SW Efficiency/ PWM Angle Adjustment [RE-wrenches]

Kent Sheldon kent.sheldon at xantrex.com
Fri Sep 7 10:24:31 PDT 2001


My 2c: The load determines power factor, period. The only thing I know about
trying is to have multiple generation sources with one dedicated to VAR
support so that the rest can run at unity where they are most efficient.

Kent Sheldon
Sales and Marketing Manager
Distributed Industrial & Utilities Markets
Xantrex Technology Inc.
Direct 925 245 5463 - Fax 925 245 1022
kent.sheldon at xantrex.com  www.xantrex.com


-----Original Message-----
From: Mr. Sharkey [mailto:sharkey at eugeneweb.com]
Sent: Friday, September 07, 2001 10:04 AM
To: RE-wrenches at topica.com
Subject: Re : SW Efficiency/ PWM Angle Adjustment [RE-wrenches]



	Eric;

	At this point, there are no inverters (that I know of) that correct
for
power factor beyond what the designers would consider "normal" and
necessary for the inverter to react properly with the utility power to
backfeed the system. It's an interesting concept that a grid-tied inverter
might be capable of correcting the entire building's electrical service to
unity, therefore making the building's consumption (or production) look
like a pure resistive load (supply) to the utility. At this point, it's
only a concept. It would probably take a lot of PV's and a really big
intertied inverter to correct for the amount of reactance in a typical
utility service load. That doesn't stop me from thinking about the
possibility.

	Earlier this year, at the Oregon Country Fair, I had this discussion
with
some of the Wrenches in attendance, and we thought it was a pretty flash
idea at the time. Even just loading the AC line with capacitors would go
some way towards improving the efficiency with, *or without* an intertied
inverter in the system. I'd think utilities would be very interested in the
possibility of subscribers being able to correct for PF losses in their
distribution system. Maybe this is another tendril of the net metering vine
that can crack the wall of utility resistance to intertied systems. A
premium price paid for independently-produced, unity PF electricity! Yay!!

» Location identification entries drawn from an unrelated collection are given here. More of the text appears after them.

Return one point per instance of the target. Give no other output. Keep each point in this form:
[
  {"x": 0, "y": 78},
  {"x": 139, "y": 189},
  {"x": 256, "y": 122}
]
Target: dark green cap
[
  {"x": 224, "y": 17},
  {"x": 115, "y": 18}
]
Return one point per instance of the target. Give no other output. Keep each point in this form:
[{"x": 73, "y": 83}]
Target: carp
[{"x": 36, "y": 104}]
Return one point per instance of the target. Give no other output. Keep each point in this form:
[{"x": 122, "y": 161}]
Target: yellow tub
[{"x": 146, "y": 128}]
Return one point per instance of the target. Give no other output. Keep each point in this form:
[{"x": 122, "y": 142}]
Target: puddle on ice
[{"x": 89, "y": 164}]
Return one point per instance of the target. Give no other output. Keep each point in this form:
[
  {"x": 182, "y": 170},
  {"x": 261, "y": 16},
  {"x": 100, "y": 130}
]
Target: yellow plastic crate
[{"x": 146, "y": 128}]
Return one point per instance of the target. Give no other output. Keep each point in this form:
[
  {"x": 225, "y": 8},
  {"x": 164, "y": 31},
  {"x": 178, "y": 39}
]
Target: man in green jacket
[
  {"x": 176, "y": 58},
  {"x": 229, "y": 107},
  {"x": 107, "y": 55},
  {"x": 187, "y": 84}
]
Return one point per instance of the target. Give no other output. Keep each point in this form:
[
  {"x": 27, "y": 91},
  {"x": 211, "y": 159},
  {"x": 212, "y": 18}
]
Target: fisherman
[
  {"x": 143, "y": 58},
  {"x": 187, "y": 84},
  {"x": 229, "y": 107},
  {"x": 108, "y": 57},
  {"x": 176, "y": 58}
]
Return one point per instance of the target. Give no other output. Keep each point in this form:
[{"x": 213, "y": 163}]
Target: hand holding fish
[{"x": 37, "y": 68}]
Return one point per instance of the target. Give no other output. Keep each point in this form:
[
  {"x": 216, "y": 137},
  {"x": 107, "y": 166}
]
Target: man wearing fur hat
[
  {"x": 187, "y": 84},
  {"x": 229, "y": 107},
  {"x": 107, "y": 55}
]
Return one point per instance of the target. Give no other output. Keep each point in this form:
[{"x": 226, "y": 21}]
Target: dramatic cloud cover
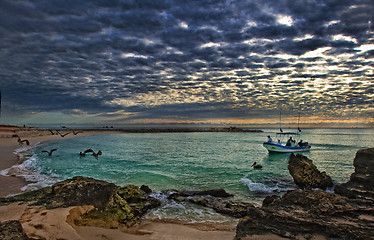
[{"x": 123, "y": 62}]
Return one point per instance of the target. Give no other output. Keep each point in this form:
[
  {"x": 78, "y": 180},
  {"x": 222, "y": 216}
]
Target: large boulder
[
  {"x": 12, "y": 230},
  {"x": 298, "y": 214},
  {"x": 114, "y": 206},
  {"x": 361, "y": 182},
  {"x": 305, "y": 173}
]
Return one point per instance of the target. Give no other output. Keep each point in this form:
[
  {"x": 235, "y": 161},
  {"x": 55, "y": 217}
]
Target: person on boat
[
  {"x": 288, "y": 144},
  {"x": 292, "y": 143}
]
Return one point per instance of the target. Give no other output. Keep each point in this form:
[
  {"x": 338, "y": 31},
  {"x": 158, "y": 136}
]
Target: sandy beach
[{"x": 39, "y": 222}]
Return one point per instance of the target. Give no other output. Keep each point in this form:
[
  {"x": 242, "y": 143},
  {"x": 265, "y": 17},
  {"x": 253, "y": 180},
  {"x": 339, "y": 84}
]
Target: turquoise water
[{"x": 194, "y": 161}]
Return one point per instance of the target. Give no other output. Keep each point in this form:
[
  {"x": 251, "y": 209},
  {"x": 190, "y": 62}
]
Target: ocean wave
[
  {"x": 28, "y": 170},
  {"x": 184, "y": 211},
  {"x": 267, "y": 186}
]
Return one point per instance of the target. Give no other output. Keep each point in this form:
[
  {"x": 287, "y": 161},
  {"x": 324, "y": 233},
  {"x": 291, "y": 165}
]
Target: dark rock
[
  {"x": 299, "y": 213},
  {"x": 12, "y": 230},
  {"x": 305, "y": 173},
  {"x": 80, "y": 191},
  {"x": 146, "y": 189},
  {"x": 361, "y": 182},
  {"x": 114, "y": 206},
  {"x": 213, "y": 199},
  {"x": 213, "y": 192},
  {"x": 235, "y": 209}
]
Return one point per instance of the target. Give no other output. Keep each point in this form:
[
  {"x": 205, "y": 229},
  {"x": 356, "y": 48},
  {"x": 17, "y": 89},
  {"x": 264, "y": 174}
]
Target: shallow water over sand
[{"x": 194, "y": 161}]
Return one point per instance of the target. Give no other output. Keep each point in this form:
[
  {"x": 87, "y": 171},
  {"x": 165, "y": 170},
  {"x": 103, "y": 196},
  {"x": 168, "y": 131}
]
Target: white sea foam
[
  {"x": 28, "y": 170},
  {"x": 262, "y": 187}
]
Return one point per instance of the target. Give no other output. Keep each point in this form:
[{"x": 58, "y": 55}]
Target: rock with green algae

	Extending the concept even farther: What if, instead of
transformer-based
inverters, we could develop capacitor-driven inverters? They would, by the
laws of physics, be on the right side of the PF correction fence. This
might be a better topic for HP's "The Wizard Speaks" column. Again, thought
process need have no boundaries. Generally, it's been proven, if we as
humans can think it up, (eventually) it becomes reality.